Some of the default Coders do not support null values, often for efficiency. For example, DoubleCoder always encodes a double using 8 bytes; adding a bit to reflect whether the double is null would add a (padded) 9th byte to all non-null values.

It is possible to encode nullable values using the techniques outlined below.

  1. We generally recommend using AvroCoder to encode classes. AvroCoder has support for nullable fields annotated with the org.apache.avro.reflect.Nullable annotation:

    @DefaultCoder(AvroCoder.class)
    class MyClass {
      @Nullable String nullableField;
    }
    

    See the TrafficMaxLaneFlow for a more complete code example.

    AvroCoder also supports fields that include Null in a Union.

  2. We recommend using NullableCoder to encode nullable objects themselves. This implements the strategy in #1.

    For example, consider the following working code:

    PCollection<String> output =
        p.apply(Create.of(null, "test1", null, "test2", null)
            .withCoder(NullableCoder.of(String.class)));
    
  3. Nested null fields/objects are supported by many coders, as long as the nested coder supports null fields/objects.

    For example, the SDK should be able to infer a working coder using the default CoderRegistry for a List<MyClass> -- it should automatically use a ListCoder with a nested AvroCoder.
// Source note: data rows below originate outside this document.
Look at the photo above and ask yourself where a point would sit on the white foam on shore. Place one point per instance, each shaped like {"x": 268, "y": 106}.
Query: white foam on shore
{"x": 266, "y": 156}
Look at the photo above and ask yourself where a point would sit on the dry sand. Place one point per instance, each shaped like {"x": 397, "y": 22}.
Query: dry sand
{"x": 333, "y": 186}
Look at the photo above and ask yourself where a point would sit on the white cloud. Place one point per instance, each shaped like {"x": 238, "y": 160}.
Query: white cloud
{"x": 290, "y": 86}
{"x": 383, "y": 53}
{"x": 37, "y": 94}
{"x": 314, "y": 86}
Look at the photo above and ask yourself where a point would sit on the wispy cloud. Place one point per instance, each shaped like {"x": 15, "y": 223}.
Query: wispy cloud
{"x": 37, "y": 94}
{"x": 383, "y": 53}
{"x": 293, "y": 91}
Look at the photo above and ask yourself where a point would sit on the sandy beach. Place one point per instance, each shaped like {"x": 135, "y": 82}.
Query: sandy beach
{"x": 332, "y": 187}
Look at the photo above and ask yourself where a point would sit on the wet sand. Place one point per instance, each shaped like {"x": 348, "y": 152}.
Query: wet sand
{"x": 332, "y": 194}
    Similarly, a List<String> with possibly-null entries can be encoded with the Coder:

    Coder<List<String>> coder = ListCoder.of(NullableCoder.of(String.class))
    

Finally, in some cases Coders must be deterministic, e.g., the key used for GroupByKey. In AvroCoder, the @Nullable fields are coded deterministically as long as the Coder for the base type is itself deterministic. Similarly, using NullableCoder should not affect whether an object can be encoded deterministically.